Genetic Risk Score (GRS) Analysis on UKB RAP

Overview

The grs_* functions provide an end-to-end pipeline for computing and validating polygenic / genetic risk scores within the UK Biobank Research Analysis Platform (RAP). Because individual-level genotype data cannot be downloaded locally, all computationally intensive steps are executed as cloud jobs via the DNAnexus Swiss Army Knife app.

Function	Where it runs	Purpose
`grs_check()`	Local or RAP	Validate and export a SNP weights file
`grs_bgen2pgen()`	Submits RAP jobs	Convert UKB imputed BGEN files to PGEN
`grs_score()`	Submits RAP jobs	Score genotypes across chromosomes with plink2
`grs_standardize()`	Local or RAP	Z-score standardise GRS columns
`grs_zscore()`	Local or RAP	Alias for `grs_standardize()`
`grs_validate()`	Local or RAP	Assess predictive performance (OR/HR, AUC, C-index)

Typical pipeline:

grs_check()  ->  grs_bgen2pgen()  ->  grs_score()  ->  grs_standardize()  ->  grs_validate()

Prerequisite: you must be authenticated to UKB RAP and have a project selected.

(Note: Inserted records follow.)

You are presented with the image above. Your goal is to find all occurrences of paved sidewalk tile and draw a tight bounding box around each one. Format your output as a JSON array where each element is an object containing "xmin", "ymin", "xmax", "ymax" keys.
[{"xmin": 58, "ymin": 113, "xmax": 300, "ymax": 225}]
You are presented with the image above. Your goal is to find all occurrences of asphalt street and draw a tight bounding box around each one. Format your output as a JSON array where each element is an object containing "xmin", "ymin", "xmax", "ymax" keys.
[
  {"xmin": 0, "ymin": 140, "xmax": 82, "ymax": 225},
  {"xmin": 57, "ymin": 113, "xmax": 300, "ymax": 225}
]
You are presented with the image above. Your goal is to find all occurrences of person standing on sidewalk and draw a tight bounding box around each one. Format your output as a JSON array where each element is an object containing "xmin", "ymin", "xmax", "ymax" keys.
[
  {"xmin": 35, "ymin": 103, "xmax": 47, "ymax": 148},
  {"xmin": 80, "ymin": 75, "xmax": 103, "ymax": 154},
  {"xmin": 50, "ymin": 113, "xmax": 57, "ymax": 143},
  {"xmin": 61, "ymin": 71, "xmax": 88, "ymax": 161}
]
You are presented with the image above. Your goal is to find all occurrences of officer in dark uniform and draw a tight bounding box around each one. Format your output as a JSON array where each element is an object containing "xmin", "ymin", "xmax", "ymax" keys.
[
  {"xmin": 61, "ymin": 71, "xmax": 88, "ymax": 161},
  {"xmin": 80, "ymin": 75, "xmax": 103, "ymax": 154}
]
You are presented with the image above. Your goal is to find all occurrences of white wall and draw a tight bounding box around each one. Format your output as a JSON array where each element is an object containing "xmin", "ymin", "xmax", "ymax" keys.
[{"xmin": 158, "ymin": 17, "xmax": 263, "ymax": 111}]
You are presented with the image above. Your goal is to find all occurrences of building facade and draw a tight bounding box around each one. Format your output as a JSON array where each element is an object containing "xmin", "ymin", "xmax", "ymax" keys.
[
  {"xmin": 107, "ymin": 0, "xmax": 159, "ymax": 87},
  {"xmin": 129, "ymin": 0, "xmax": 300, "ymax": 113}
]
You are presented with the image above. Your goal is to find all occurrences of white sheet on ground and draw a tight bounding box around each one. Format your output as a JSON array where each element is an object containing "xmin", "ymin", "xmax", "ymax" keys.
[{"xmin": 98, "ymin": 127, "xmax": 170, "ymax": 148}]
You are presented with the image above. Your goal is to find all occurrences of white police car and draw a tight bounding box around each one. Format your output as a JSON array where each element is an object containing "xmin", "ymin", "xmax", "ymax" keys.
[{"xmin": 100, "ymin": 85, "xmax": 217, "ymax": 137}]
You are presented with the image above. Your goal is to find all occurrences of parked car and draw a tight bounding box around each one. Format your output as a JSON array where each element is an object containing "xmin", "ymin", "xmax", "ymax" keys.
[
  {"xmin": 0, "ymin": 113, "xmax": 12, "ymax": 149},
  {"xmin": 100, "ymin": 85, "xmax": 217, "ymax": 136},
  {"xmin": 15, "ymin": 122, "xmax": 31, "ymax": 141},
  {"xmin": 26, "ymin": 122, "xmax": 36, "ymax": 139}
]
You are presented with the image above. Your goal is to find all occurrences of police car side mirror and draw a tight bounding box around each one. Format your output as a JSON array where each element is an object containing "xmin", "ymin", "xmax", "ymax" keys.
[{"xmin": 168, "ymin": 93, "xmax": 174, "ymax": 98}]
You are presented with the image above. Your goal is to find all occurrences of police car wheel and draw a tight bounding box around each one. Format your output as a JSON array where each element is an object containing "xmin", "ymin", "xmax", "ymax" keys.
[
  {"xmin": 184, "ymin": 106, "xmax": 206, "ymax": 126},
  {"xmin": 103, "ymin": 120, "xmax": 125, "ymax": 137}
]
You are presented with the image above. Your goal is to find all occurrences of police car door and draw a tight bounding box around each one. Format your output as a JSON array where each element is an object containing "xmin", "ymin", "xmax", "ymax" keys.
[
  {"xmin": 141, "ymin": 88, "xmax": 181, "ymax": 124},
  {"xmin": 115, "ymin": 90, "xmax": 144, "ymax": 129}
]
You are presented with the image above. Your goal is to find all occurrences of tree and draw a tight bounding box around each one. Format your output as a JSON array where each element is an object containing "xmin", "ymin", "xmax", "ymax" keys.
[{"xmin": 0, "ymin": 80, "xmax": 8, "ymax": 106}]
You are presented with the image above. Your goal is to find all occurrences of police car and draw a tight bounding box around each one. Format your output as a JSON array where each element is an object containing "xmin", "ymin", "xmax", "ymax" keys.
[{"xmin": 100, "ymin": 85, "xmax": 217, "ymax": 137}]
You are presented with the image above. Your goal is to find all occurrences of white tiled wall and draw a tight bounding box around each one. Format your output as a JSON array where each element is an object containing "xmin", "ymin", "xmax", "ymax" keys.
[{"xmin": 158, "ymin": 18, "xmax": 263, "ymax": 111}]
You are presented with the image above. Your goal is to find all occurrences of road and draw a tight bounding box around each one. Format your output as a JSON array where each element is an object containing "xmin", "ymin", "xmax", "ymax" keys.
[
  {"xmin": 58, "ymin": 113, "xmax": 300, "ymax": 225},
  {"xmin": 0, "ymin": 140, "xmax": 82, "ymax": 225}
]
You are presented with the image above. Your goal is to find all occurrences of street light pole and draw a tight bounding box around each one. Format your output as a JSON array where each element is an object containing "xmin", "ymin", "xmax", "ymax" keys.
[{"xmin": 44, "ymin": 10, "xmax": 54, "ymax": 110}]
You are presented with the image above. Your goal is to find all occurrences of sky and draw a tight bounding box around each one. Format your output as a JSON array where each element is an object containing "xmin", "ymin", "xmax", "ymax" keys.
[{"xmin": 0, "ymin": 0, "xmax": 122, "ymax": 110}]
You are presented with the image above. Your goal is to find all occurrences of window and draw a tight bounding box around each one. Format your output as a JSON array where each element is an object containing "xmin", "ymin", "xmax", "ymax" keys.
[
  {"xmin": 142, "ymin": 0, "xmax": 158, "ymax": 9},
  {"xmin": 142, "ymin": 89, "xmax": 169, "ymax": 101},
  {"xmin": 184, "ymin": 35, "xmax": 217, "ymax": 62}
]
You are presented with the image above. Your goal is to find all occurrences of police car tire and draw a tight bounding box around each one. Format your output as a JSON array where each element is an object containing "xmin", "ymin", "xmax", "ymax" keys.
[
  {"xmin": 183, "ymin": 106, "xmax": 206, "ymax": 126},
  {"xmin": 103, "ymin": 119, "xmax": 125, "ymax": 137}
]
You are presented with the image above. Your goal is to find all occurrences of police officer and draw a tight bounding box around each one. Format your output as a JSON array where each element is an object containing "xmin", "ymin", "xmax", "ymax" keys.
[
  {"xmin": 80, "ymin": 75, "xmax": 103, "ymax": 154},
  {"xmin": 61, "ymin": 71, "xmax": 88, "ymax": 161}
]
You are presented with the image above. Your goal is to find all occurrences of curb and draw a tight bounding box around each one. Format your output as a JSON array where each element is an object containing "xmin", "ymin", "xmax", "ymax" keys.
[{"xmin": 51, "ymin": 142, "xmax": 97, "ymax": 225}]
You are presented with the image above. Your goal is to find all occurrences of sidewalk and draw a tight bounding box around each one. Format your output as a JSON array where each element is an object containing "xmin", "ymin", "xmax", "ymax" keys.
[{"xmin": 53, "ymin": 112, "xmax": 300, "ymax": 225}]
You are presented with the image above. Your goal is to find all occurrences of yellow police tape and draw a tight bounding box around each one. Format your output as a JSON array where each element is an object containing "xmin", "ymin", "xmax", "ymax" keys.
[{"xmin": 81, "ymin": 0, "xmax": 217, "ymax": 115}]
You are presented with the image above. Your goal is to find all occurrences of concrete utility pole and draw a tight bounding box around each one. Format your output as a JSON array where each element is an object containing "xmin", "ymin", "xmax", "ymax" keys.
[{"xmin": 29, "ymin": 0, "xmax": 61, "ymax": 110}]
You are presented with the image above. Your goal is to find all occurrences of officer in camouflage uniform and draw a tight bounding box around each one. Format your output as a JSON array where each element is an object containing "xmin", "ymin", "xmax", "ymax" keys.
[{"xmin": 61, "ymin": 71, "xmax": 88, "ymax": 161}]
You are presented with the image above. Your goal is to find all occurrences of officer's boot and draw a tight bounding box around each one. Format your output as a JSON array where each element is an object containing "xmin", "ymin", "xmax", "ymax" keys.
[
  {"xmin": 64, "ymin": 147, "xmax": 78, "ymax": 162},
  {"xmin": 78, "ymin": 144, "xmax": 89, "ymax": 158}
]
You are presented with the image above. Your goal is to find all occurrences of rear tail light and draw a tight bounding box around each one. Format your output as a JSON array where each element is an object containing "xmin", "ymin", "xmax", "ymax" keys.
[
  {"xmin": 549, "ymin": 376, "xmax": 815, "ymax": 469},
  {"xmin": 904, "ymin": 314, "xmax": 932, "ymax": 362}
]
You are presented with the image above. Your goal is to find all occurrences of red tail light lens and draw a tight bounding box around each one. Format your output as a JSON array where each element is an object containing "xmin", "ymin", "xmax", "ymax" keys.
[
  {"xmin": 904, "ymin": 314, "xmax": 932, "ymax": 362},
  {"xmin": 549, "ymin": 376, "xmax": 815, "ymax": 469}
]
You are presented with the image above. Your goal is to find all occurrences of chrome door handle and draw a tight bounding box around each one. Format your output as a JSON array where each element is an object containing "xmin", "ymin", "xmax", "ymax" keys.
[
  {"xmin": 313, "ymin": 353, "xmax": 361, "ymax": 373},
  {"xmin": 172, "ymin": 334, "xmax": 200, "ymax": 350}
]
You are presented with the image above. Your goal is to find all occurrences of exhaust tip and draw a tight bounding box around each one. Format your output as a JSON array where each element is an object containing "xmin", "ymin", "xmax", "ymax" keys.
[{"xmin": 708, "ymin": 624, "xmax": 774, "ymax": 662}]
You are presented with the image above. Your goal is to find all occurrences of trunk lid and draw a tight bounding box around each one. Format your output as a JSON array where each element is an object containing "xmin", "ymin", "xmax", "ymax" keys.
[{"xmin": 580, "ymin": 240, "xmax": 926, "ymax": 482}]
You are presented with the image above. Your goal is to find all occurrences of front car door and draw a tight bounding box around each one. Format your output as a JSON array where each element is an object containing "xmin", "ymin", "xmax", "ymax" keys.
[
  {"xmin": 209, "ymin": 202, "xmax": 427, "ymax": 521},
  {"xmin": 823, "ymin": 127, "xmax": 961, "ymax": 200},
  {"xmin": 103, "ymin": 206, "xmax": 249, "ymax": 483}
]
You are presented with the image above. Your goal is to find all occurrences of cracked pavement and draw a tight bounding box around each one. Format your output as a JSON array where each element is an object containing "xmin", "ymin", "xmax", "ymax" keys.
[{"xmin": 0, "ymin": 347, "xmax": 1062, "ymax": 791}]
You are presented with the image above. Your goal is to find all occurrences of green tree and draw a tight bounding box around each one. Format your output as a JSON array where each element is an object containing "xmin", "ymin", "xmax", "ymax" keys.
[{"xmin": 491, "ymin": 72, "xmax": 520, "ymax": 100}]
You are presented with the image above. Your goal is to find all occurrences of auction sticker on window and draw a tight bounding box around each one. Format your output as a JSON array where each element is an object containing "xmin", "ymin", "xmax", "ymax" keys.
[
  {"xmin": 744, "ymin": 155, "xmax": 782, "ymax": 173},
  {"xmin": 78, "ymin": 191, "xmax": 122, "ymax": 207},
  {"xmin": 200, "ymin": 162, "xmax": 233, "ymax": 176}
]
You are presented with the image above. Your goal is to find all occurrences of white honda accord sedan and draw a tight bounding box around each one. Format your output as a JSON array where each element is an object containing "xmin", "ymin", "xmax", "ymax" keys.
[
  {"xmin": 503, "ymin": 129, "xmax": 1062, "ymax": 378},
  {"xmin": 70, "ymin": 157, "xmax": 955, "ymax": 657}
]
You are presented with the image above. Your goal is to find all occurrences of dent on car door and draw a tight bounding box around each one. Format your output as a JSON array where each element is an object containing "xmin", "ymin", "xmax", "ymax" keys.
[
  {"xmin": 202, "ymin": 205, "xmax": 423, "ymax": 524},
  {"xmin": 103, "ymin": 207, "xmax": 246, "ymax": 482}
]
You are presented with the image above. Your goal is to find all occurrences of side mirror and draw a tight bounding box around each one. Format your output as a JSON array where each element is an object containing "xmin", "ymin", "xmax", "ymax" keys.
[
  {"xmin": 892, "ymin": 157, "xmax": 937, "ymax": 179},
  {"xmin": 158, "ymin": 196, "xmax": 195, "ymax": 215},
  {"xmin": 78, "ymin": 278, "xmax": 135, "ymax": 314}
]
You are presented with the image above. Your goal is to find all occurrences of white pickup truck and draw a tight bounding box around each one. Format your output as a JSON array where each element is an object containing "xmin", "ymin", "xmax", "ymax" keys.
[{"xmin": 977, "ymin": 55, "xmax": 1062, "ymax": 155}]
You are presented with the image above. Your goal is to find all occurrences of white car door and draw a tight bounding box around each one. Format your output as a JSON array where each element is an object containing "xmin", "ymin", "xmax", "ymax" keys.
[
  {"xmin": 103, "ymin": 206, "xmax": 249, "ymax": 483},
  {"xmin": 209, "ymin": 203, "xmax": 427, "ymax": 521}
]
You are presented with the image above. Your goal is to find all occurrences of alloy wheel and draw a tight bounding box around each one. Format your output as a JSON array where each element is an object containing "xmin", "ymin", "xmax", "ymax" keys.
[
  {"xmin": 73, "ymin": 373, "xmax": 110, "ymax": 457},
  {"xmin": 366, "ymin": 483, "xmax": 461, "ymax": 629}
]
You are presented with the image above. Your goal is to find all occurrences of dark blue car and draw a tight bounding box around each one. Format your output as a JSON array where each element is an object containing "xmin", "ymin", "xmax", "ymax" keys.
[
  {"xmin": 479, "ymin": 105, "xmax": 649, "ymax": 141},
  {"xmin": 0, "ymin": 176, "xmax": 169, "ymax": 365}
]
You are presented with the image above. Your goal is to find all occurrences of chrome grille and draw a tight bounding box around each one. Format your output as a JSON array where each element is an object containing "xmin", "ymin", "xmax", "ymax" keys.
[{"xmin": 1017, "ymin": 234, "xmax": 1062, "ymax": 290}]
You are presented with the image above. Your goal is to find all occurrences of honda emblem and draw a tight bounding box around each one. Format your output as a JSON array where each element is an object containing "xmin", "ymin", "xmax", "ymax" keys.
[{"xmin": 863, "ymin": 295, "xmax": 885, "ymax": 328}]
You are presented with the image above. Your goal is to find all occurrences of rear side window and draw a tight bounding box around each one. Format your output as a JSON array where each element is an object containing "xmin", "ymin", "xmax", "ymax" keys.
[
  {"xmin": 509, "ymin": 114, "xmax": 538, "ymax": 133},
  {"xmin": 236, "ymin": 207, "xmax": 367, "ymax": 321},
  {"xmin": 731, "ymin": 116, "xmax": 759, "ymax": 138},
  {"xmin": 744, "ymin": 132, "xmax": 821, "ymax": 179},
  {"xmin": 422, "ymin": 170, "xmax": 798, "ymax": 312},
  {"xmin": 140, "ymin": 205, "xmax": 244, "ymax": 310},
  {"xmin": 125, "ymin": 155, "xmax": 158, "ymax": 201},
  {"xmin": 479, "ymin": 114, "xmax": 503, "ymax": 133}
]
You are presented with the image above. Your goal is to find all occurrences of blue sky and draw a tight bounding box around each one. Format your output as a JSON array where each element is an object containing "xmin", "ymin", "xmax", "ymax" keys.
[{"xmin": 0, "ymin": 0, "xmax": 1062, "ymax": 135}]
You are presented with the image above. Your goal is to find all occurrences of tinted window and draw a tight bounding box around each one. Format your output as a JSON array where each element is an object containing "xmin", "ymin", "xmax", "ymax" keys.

See vignette("auth").

Step 1: Validate the Weights File – `grs_check()`

Before uploading to RAP, validate your SNP weights file. The function reads the file, checks required columns, flags problems, and writes a plink2-compatible space-delimited output.

Required columns:

Column	Description
`snp`	SNP identifier (expected `rs` + digits format)
`effect_allele`	Effect allele: one of A / T / C / G
`beta`	Effect size (log-OR or beta); must be numeric

library(ukbflow)

# Local: weights file on your machine
w <- grs_check("weights.csv", dest = "weights_clean.txt")
#> Read 'weights.csv': 312 rows, 5 columns.
#> ✔ No NA values.
#> ✔ No duplicate SNPs.
#> ✔ All SNP IDs match rs[0-9]+ format.
#> ✔ All effect alleles are A/T/C/G.
#> Beta summary:
#>   Range     : -0.412 to 0.589
#>   Mean |beta|: 0.183
#>   Positive  : 187 (59.9%)
#>   Negative  : 125 (40.1%)
#>   Zero      : 0
#> ✔ Weights file passed checks: 312 SNPs ready for UKB RAP.
#> ✔ Saved: 'weights_clean.txt'

# On RAP (RStudio) -- use /mnt/project/ paths directly
w <- grs_check(
  file = "/mnt/project/weights/weights.csv",
  dest = "/mnt/project/weights/weights_clean.txt"
)

The validated weights are also returned invisibly for inspection.

Step 2: Convert BGEN to PGEN – `grs_bgen2pgen()`

UKB imputed genotype data is stored in BGEN format on RAP. grs_bgen2pgen() submits one Swiss Army Knife job per chromosome to convert BGEN files to the plink2-native PGEN format with a MAF filter applied via plink2. This staged workflow separates one-time genotype conversion from repeated GRS scoring, so the converted PGEN files can be reused across multiple score files.

The trade-off is additional RAP project storage: PGEN outputs should be kept only when they will be reused, and removed according to the project’s storage and cost policy when no longer needed.

This function is called from your local machine or RAP RStudio – the heavy lifting runs entirely in the cloud.

# Test on the smallest chromosome first
ids <- grs_bgen2pgen(chr = 22, dest = "/pgen/", priority = "high")
#> Uploading 'grs_bgen2pgen_std.R' to RAP ...
#> ✔ Uploaded: '/grs_bgen2pgen_std.R'
#> Submitting 1 job(s) -- mem2_ssd1_v2_x4 / priority: high
#> ✔ chr22 -> 'job-Gxxxxxxxxxxxxxxxxxxxxxxxx'
#> ✔ 1/1 job(s) submitted. Monitor with job_ls().

# Full run: small chromosomes on standard, large on upgraded instance
ids_small <- grs_bgen2pgen(chr = 17:22, dest = "/pgen/")
ids_large <- grs_bgen2pgen(chr = 1:16,  dest = "/pgen/", instance = "large")

# Monitor progress (job_wait() takes one job ID at a time)
job_ls()
for (id in c(ids_small, ids_large)) job_wait(id)

Instance types:

Preset	DNAnexus instance	Cores	RAM	SSD	Recommended for
`"standard"`	`mem2_ssd1_v2_x4`	4	12 GB	200 GB	chr 15–22
`"large"`	`mem2_ssd2_v2_x8`	8	28 GB	640 GB	chr 1–16

Key arguments:

Argument	Default	Description
`chr`	`1:22`	Chromosomes to process
`dest`	—	RAP output path for PGEN files (required)
`maf`	`0.01`	MAF filter passed to plink2 `--maf`
`instance`	`"standard"`	Instance type preset
`priority`	`"low"`	Job priority (`"low"` or `"high"`)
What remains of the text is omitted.